Drowned Rat! I didn’t even see her come up. I barely recognize her in shorts, Bishop Pilla High School sweatshirt, sneakers, and bouncy hair.
“Are you OK?”
“Oh, I feel out of this world.”
“That was the coolest thing I ever saw.”
“It was just a trick I learned in the military. Now you were brave.”
“Nah. I take on quarter ton maggot brains when I’m practically naked--well, you know, not wearing a lot, almost all the time. Catholic school.” She was nodding earnestly.
“They do have a reputation.”
Then she asks what I’m sure she really wants to know.
“For just a minute there, I thought you were, you know, really going to hurt that guy. Why did you stop?”
“You're making it sound worse than it was. Lots of people survive that injury, especially these days. But anyhow Bobby stopped me, didn’t you hear?
”No, I heard him say something, but I was excited.”
Understandable. Besides, she was farther away.
“First Bobby yelled at me not to hurt Redneck--the guy I was fighting. And I shouted back I wasn’t going to hurt him, I was just going to make him regret being born. But then Bobby said, ‘No! It’s wrong to hurt people! I don't like it when people hurt me!’ And that made me stop.”
“You mean, like, Bobby stood up for this guy who made him cry like that? When he could have just stood there and got even?”

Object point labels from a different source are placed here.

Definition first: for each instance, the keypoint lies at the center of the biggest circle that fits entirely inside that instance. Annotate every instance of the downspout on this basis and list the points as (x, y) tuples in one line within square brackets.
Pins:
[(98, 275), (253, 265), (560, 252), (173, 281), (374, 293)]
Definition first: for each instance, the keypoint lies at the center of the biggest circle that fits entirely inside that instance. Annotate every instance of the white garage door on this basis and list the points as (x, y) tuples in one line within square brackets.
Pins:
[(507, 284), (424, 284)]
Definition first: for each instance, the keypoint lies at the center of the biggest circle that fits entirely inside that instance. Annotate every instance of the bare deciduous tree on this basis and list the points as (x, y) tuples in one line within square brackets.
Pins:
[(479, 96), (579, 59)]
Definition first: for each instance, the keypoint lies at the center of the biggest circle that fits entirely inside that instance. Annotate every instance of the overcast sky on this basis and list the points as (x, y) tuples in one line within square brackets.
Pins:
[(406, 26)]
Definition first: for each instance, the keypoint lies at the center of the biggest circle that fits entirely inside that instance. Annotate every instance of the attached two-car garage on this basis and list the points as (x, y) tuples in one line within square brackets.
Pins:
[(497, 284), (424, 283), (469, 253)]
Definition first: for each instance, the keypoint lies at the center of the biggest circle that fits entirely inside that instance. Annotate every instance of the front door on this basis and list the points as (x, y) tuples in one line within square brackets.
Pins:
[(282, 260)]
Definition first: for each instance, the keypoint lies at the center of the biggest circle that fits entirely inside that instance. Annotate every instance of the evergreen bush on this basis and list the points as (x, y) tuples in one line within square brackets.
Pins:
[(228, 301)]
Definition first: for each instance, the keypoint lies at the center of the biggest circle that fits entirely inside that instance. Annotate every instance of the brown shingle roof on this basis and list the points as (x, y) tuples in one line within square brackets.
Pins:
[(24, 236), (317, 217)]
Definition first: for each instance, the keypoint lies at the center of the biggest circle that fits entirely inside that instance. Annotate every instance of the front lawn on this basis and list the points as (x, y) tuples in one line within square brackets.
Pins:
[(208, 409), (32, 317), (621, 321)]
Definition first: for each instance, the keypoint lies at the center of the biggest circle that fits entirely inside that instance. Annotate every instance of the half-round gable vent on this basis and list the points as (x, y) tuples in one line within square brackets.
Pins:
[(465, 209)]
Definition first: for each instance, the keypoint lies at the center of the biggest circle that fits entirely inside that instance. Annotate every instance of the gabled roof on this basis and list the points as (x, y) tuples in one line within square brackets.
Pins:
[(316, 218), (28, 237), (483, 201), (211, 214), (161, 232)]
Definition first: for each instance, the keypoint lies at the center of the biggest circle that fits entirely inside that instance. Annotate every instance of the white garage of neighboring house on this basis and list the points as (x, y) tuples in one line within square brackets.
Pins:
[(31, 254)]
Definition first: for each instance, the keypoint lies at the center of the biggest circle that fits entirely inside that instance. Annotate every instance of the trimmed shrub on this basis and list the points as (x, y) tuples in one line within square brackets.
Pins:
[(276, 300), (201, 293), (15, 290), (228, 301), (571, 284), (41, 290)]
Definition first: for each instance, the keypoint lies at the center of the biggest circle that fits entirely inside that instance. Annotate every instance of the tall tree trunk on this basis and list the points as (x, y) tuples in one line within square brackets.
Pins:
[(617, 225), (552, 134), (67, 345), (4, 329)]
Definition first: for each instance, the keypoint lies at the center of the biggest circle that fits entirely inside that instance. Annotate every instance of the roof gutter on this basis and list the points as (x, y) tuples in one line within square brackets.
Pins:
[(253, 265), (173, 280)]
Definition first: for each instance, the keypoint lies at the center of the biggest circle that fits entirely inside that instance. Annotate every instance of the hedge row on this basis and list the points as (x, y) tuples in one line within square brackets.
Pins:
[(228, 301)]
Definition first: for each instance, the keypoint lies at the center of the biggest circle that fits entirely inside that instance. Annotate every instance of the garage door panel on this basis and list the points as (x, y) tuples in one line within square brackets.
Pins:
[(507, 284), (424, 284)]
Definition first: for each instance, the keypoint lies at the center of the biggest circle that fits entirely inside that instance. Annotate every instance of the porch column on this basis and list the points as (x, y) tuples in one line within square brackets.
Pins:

She thought about that. She was good at looking serious. After a while, “Wow. Sister Emily always talks about ‘what would Jesus do?’. But, like, you know? Wow.”
I would have articulated it more in terms of Bobby’s principles not depending on whether he had the upper hand or not in a given situation. But I knew what Drowned Rat meant. You know?
Her face brightened, “Hey, mister! Do you want me to get you a Coke or something? They’ve got it in cans!”
“No! No, thank you. I’m going home.”
I went home and got patched up. But I’d realized I’d have to hit the beach again, soon. Great place for research. You can’t tell anything by appearances.